De onderzoekers identificeerden een mutatie in 32 van 422 foetussen; zes van de mutaties bevinden zich in een van de drie genen die verband houden met autisme. Ze hebben tot nu toe de aanwezigheid van de mutatie in 20 van deze gevallen na de geboorte bevestigd, rapporteerden ze in januari in Nature Medicine.
Deze test kan al in de negende week van de zwangerschap worden gedaan, voordat de meeste afwijkingen zichtbaar zijn op een echografie, wat de kans biedt op vroegtijdig ingrijpen, zegt Jinglan Zhang, die de studie leidde.
Technieken die celvrij DNA analyseren, detecteren betrouwbaar slechts drie chromosomale afwijkingen, zegt Martin; sequencing kan slechts enkele tientallen genen analyseren en kan ouders ontmoedigen om andere tests te proberen die meer informatieve resultaten zouden kunnen opleveren.
Het American College of Medical Genetics and Genomics heeft richtlijnen opgesteld voor het informeren van vrouwen over de beperkingen van celvrije tests.
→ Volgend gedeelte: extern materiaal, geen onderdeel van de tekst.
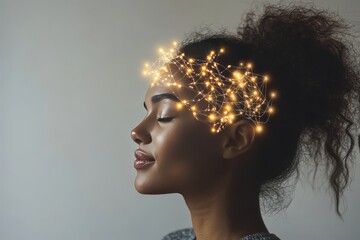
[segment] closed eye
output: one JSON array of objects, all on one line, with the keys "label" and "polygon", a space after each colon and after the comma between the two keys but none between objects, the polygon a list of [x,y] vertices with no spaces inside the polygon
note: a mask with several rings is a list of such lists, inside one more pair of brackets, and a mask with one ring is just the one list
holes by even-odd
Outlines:
[{"label": "closed eye", "polygon": [[159,117],[159,118],[157,118],[157,120],[159,122],[170,122],[172,119],[173,119],[173,117],[165,117],[165,118]]}]

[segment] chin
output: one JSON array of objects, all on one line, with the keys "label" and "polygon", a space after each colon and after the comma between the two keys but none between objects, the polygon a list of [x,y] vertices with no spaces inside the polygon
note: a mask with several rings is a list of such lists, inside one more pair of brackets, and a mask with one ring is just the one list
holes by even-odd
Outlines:
[{"label": "chin", "polygon": [[135,190],[141,194],[149,194],[149,195],[156,195],[156,194],[168,194],[168,193],[175,193],[171,189],[166,189],[165,186],[159,186],[158,184],[150,183],[149,181],[144,181],[139,177],[136,177],[134,182]]}]

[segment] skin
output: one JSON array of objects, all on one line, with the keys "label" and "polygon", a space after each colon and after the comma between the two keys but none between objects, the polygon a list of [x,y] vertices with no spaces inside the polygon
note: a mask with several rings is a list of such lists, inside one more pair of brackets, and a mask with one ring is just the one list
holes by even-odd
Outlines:
[{"label": "skin", "polygon": [[[241,119],[220,133],[177,108],[174,99],[152,102],[156,95],[190,96],[185,88],[149,87],[147,115],[132,139],[155,163],[137,170],[135,188],[143,194],[179,193],[190,210],[197,240],[238,240],[268,232],[260,213],[259,187],[251,184],[256,161],[255,128]],[[167,121],[158,118],[168,118]]]}]

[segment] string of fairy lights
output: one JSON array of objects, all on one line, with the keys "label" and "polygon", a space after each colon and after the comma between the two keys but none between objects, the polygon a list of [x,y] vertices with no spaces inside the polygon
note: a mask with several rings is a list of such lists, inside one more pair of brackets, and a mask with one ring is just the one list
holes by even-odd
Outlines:
[{"label": "string of fairy lights", "polygon": [[[267,95],[269,77],[253,72],[251,63],[240,62],[238,66],[223,66],[217,62],[225,49],[211,50],[206,59],[194,59],[180,53],[177,43],[164,50],[152,64],[146,63],[143,74],[151,80],[151,86],[162,85],[173,89],[186,88],[193,97],[179,94],[177,108],[187,106],[197,120],[220,132],[241,116],[254,122],[257,132],[274,113],[272,101],[276,92]],[[179,91],[176,91],[179,92]],[[205,103],[205,104],[204,104]]]}]

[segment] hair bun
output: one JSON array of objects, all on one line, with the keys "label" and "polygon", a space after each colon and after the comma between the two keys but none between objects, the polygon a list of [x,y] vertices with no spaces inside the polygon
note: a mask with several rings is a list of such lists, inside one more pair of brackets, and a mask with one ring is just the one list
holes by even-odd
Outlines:
[{"label": "hair bun", "polygon": [[315,8],[265,6],[258,19],[253,12],[246,15],[238,34],[261,56],[256,65],[272,75],[281,114],[316,127],[346,109],[353,84],[340,41],[345,28],[342,19]]}]

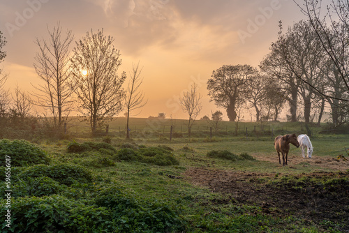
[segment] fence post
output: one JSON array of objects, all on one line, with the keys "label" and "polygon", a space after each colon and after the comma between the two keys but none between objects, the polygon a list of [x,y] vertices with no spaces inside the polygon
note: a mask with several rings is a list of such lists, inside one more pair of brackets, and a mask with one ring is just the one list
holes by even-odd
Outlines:
[{"label": "fence post", "polygon": [[171,128],[170,129],[170,141],[172,140],[172,126],[171,126]]}]

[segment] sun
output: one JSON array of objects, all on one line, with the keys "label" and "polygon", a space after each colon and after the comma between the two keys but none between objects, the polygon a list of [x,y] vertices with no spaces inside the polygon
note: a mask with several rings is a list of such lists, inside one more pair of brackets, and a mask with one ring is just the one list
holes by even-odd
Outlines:
[{"label": "sun", "polygon": [[86,75],[87,75],[87,70],[81,70],[81,73],[82,74],[82,75],[86,76]]}]

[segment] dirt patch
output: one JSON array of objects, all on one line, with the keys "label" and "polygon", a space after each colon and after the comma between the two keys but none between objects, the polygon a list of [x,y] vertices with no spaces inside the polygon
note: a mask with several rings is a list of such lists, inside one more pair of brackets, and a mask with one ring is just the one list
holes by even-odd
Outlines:
[{"label": "dirt patch", "polygon": [[[278,161],[279,162],[279,161]],[[338,163],[338,162],[336,162]],[[326,226],[349,232],[349,172],[316,172],[297,175],[295,180],[311,178],[327,181],[329,177],[339,183],[323,185],[309,181],[297,188],[297,183],[274,185],[275,174],[258,174],[192,167],[184,174],[193,184],[208,187],[225,194],[216,204],[232,202],[237,205],[260,206],[265,214],[277,217],[293,215],[315,224],[330,221]],[[343,179],[341,179],[343,178]],[[322,224],[323,225],[323,224]]]},{"label": "dirt patch", "polygon": [[[277,153],[272,155],[253,155],[253,157],[260,161],[267,161],[275,163],[276,165],[279,164],[279,157]],[[320,167],[325,169],[337,170],[339,171],[346,171],[349,170],[349,158],[345,157],[346,160],[343,158],[337,159],[334,156],[322,156],[318,157],[313,156],[311,158],[303,158],[301,155],[289,154],[288,158],[288,166],[293,168],[297,167]],[[281,158],[282,163],[282,158]]]}]

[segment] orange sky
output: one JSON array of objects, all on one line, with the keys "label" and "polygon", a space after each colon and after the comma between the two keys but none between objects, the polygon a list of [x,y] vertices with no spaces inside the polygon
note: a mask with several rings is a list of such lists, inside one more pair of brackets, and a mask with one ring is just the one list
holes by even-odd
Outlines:
[{"label": "orange sky", "polygon": [[138,116],[188,118],[179,97],[195,82],[203,96],[202,117],[218,110],[207,96],[213,70],[257,66],[277,38],[279,21],[286,29],[304,17],[291,0],[0,0],[0,31],[8,40],[0,66],[9,74],[8,88],[31,91],[40,82],[34,40],[47,38],[47,25],[60,22],[75,40],[103,28],[121,53],[120,73],[138,61],[144,67],[148,103]]}]

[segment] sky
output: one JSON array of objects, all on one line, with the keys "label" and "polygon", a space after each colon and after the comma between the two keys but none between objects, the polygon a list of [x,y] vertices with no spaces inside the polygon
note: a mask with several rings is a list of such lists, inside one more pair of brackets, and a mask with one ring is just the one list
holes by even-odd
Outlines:
[{"label": "sky", "polygon": [[257,67],[277,39],[279,22],[286,29],[304,18],[292,0],[0,0],[0,31],[8,41],[0,66],[8,74],[7,88],[33,91],[41,82],[34,68],[35,40],[47,40],[47,28],[71,30],[71,50],[87,32],[103,29],[121,54],[119,73],[128,74],[133,63],[143,67],[148,100],[138,117],[164,112],[187,119],[179,99],[195,82],[203,96],[199,118],[221,110],[228,119],[207,96],[212,71]]}]

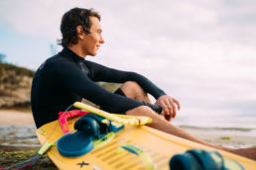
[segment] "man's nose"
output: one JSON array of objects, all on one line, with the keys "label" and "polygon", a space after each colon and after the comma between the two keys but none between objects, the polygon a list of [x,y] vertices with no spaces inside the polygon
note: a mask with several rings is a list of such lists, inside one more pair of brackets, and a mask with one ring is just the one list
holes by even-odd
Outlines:
[{"label": "man's nose", "polygon": [[104,43],[104,42],[105,42],[105,41],[104,41],[104,39],[103,39],[102,36],[100,37],[99,42],[100,42],[100,43]]}]

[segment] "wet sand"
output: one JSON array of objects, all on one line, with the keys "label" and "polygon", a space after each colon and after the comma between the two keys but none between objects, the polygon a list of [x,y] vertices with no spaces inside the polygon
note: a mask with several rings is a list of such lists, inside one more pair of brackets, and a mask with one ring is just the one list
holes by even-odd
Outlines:
[{"label": "wet sand", "polygon": [[[249,147],[256,145],[256,137],[245,132],[226,130],[205,130],[182,127],[186,131],[212,144],[228,147]],[[40,147],[36,127],[31,113],[15,110],[0,110],[0,150],[30,149]]]}]

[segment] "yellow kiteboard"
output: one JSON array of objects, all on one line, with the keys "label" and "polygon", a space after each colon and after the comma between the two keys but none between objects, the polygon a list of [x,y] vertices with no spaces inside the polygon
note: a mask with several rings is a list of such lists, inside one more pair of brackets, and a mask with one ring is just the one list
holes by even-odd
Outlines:
[{"label": "yellow kiteboard", "polygon": [[[89,111],[96,112],[99,116],[108,117],[108,113],[104,111],[94,110],[83,104],[76,103],[74,106]],[[85,107],[85,108],[84,108]],[[73,130],[73,125],[79,117],[68,120],[68,128]],[[115,117],[109,118],[112,121]],[[151,128],[146,126],[136,127],[136,118],[130,121],[124,121],[125,117],[120,117],[120,123],[125,123],[123,130],[115,134],[115,136],[105,144],[97,146],[89,153],[75,158],[64,157],[59,153],[58,148],[54,145],[48,155],[63,170],[141,170],[141,169],[170,169],[169,161],[171,157],[178,153],[184,153],[188,149],[200,148],[208,151],[216,150],[202,144],[198,144],[181,137],[177,137],[163,131]],[[128,118],[129,119],[129,118]],[[149,120],[146,120],[146,122]],[[143,122],[143,121],[142,121]],[[144,123],[143,123],[144,124]],[[146,123],[145,123],[146,124]],[[41,144],[53,143],[64,135],[58,121],[49,123],[36,130],[37,136]],[[80,141],[82,142],[82,141]],[[133,147],[135,150],[143,150],[145,154],[138,156],[127,151],[125,147]],[[255,169],[256,161],[238,156],[226,151],[217,150],[224,158],[233,159],[239,162],[245,169]]]}]

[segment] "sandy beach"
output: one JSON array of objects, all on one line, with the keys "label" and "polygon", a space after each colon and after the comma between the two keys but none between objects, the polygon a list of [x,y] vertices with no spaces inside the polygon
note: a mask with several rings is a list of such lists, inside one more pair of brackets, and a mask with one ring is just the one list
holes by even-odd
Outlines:
[{"label": "sandy beach", "polygon": [[[209,143],[229,147],[249,147],[256,145],[255,135],[248,131],[232,129],[211,129],[182,126],[182,128]],[[35,133],[35,124],[31,113],[15,110],[0,111],[0,150],[29,149],[39,147]]]},{"label": "sandy beach", "polygon": [[[215,129],[190,126],[179,127],[192,135],[212,144],[236,148],[256,145],[255,135],[250,135],[250,131],[248,130],[243,131],[229,128]],[[35,130],[36,127],[31,113],[15,110],[0,111],[0,166],[8,167],[17,160],[26,160],[40,148],[41,145]],[[9,162],[6,162],[7,160]],[[37,162],[34,169],[57,168],[54,163],[45,156]]]}]

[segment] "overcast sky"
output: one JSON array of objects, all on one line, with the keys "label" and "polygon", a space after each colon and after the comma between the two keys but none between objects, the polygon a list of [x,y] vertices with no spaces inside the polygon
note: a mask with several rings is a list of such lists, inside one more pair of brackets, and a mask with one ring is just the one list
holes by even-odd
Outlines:
[{"label": "overcast sky", "polygon": [[255,0],[1,0],[0,53],[37,69],[73,7],[102,19],[105,43],[86,59],[145,75],[181,117],[256,117]]}]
Volgens een studie in april houden bedrijven zich echter niet aan al deze richtlijnen.
Het artikel verscheen voor het eerst op Spectrum 10 april.
J. Lord et al., “Prenatale exome sequencing analyse bij foetale structurele afwijkingen gedetecteerd door echografie (PAGE): een cohortstudie,” Lancet, 393:747-57, 2019.
S. Petrovski et al., “Whole-exome sequencing in the evaluation of fetal structural anomalies: a prospective cohort study,” Lancet, 393:758-67, 2019.
J. Zhang et al., “Niet-invasieve prenatale sequencing voor meervoudige Mendeliaanse monogene aandoeningen met behulp van circulerend celvrij foetaal DNA,” Nat Med, 25:439-47, 2019.